Quest Status: 703 / 1000
TSPDT Rank #500
An early-20th century aristocratic woman is reimagined as a 17th-century English nobleman who mysteriously becomes a woman on her 400-year-long journey into the present. Being an unconventional historical fantasy featuring an androgynous actor in the lead role and directed by a woman, it's not a shock that Orlando isn't more well known. To put it in context, remember that at the time of its release, Basic Instinct was riding a wave of sexual controversy, with its brilliant but dangerous bisexual female villain and her provocative leg crossing shot. But what about a film that features a woman playing a man, who transforms into a woman mid-way through the film without warning, only to proclaim "Same person. No difference at all... just a difference sex."Basic Instinct was the source of much debate and controversy at the time of its release, although Orlando gives the viewer just as much material for consideration and discussion, without the sensational cheap thrills. Orlando (Tilda Swinton) is not a pathological killer, nor is his ambiguous sex portrayed as devious or threatening. He drifts through four centuries almost unnoticed - an unimportant aristocrat who lives a life of leisure and privilege. Sally Potter covers these four centuries briskly, using thematic intertitles such as "Love," "Poetry," and "Politics" to convey shifts in Orlando's life and the accompanying jumps in time. As a result, Orlando often feels like a series of vignettes, a capsule history of England seen through the eyes of the ruling classes.

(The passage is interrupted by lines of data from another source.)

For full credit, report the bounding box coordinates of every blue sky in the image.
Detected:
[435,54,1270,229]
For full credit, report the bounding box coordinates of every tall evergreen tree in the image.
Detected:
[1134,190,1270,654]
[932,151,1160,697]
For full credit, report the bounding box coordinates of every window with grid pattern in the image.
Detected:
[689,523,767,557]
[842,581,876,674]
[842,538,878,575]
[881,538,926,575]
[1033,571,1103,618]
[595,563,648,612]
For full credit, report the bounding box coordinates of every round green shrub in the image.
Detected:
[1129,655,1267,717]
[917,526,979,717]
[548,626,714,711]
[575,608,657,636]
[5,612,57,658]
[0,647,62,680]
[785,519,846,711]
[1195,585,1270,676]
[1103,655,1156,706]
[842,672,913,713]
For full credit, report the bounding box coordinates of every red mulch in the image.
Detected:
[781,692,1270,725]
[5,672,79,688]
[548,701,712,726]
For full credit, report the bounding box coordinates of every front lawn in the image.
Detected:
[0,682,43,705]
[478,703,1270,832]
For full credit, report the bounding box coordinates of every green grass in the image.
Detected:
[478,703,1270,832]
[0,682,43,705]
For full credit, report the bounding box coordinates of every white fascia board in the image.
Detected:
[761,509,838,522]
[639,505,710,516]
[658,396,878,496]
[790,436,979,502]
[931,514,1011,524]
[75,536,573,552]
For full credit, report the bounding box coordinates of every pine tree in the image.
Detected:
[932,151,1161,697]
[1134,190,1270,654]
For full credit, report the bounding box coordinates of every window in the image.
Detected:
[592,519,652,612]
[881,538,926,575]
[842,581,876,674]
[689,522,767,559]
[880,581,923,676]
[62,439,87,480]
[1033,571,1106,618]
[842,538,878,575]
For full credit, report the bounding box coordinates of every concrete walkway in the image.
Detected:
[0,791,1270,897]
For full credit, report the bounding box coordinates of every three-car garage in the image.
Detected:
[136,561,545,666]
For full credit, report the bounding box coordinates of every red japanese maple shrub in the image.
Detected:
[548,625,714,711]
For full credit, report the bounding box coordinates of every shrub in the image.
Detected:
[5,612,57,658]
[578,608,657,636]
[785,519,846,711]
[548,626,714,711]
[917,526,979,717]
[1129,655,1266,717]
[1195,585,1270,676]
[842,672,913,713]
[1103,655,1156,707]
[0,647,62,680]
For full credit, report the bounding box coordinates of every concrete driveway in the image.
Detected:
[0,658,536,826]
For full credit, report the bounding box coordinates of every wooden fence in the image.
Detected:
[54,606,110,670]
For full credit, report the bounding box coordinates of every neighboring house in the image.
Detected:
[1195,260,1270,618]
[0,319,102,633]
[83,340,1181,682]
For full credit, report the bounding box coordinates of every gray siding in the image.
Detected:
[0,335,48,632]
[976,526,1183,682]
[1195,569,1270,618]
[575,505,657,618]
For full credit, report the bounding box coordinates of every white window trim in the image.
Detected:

Based on a novel by the great English writer Virginia Woolf, with the titular character modeled on Woolf's real-life friend and lover Vita Sackville-West, Orlando portrays history not with the sweeping narrative devices of most historical epics, but with the delicate touch of a character study. Orlando has experiences which transcend time and age, but here they are captured as snapshots in a single life, individual moments in time which flow into one another in a cycle which eventually leads us back to the beginning. Orlando is a masterpiece of simplicity, never overwhelming the viewer or forcing ideas into their heads. Orlando is a symbolic character, just as believable a man as she is a woman, whose importance as a trans figure lies in her matter-of-fact gender fluidity. In this sense, audiences today might still not be ready for the ambiguity and fleeting beauty of Sally Potter's time and gender-defying ode to the English aristocracy.